Qui a peur d’Agathon Rwasa au Burundi ?
Après trois années d’absence, le leader historique de l’ancienne rébellion des FNL, Agathon Rwasa, a fait son grand retour à Bujumbura, le 6 août. Un come-back qui n’a pas été du goût des autorités ni de ses anciens alliés.
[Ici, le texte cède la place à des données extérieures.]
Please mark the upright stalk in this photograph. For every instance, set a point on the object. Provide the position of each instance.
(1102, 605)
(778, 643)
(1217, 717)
Le retour d’Agathon Rwasa était annoncé depuis un mois. Le jour – le 6 août – était connu, tout comme l’heure et le lieu du rendez-vous, à Bujumbura, où l’ancien chef des Forces nationales de libération (FNL) avait convié des diplomates et des journalistes à une conférence de presse. "Il était serein et en pleine forme. Il a même pris quelques kilos et semblait revenir de vacances", affirme un témoin. Mais la rencontre prévue n’a pas eu lieu, la police ayant interdit l’accès à la salle. Agathon Rwasa, 49 ans, s’était volatilisé en 2010 en plein processus électoral (un processus contesté) alors qu’il briguait la présidence. Il était soupçonné de fomenter une nouvelle rébellion, et autorités et observateurs redoutaient qu’il ne mette le Burundi à feu et à sang. Trois années durant, Bujumbura l’a d’ailleurs souvent qualifié de "terroriste".
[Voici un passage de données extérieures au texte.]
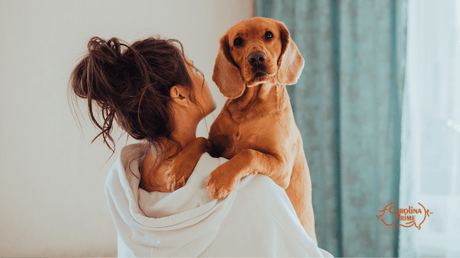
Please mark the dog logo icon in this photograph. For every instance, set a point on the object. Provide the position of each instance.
(404, 217)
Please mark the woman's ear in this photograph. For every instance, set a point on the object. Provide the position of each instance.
(180, 95)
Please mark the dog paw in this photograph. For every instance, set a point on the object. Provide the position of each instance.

Sa réapparition s’inscrit dans le cadre du processus engagé depuis mars par le Bureau des Nations unies au Burundi (Bnub) et la classe politique burundaise afin que les élections générales de 2015 se déroulent dans un climat apaisé. L’une des conditions était le retour de tous les chefs de parti en exil. Ils sont rentrés en mars. Seuls Rwasa et Léonard Nyangoma, fondateur des Forces de défense de la démocratie (FDD), manquaient à l’appel.
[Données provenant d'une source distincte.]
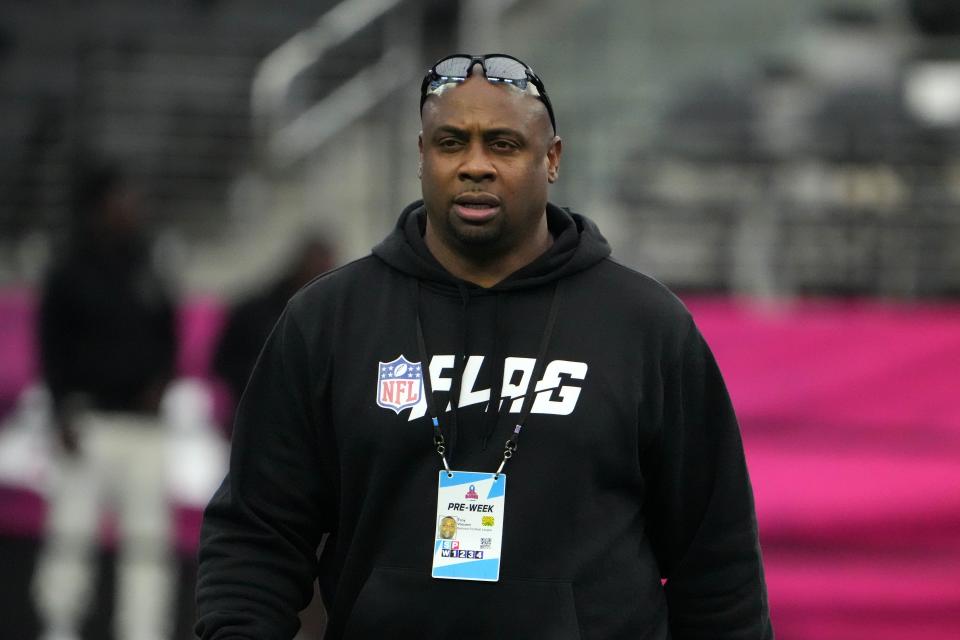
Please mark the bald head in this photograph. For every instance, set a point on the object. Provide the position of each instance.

Comment expliquer alors l’impressionnant dispositif policier mis en place le 6 août ? Édouard Nduwimana, le ministre burundais de l’Intérieur, affirme qu’il "s’agissait simplement de faire respecter la loi et l’ordre public" : "Il fallait empêcher Agathon Rwasa de tenir un meeting sans autorisation, et ce sont les dirigeants de son ancien parti qui nous l’avaient demandé."
Entre 2010 et 2013, beaucoup de choses ont changé au sein des FNL : une aile dissidente, soutenue par le gouvernement, selon certains analystes, a évincé Rwasa. Depuis, c’est Emmanuel Miburo qui tient les rênes du parti. Mais l’ancien chef reste encore populaire – en témoigne le nombre de ses partisans qui s’étaient mobilisés pour l’accueillir. Il s’est même déclaré prêt pour 2015 et a dit renoncer à conquérir le pouvoir par la violence. Pourtant, le chemin qu’il lui reste à parcourir est parsemé d’embûches. "Tout est à refaire, soupire Aimé Magera, son porte-parole, mais nous n’allons pas quitter la scène politique. Nous savons que le gouvernement a peur de perdre les prochaines élections et qu’il ne nous fera pas de cadeau. L’objectif numéro un est la reprise du parti. Ensuite, nous souhaitons avoir un tête-à-tête avec les autorités."
Le gouvernement ne va pas lui faciliter la vie
Rien ne sera facile pour Rwasa, que le gouvernement considère désormais comme "un simple citoyen, un acteur politique comme les autres". Édouard Nduwimana est clair : "S’il espère encore jouer un rôle dans ce pays, il doit aller voir les actuels dirigeants de son ancien parti. Il peut aussi, s’il le veut, créer un autre parti. Ce n’est pas interdit." Pour récupérer les FNL, il lui faudrait organiser un congrès, conformément à la loi. Un fonctionnaire international imagine la suite : "Ils ne vont pas lui rendre la vie facile. Malgré les intimidations, il a une grande audience populaire. C’est un concurrent de taille pour 2015." Une question cependant : où était Agathon Rwasa depuis 2010 ? Réponse de l’intéressé : "Je n’ai jamais quitté le Burundi !" Au temps pour ceux qui, ces trois dernières années, l’avaient tour à tour signalé dans l’est de la RD Congo et en Tanzanie.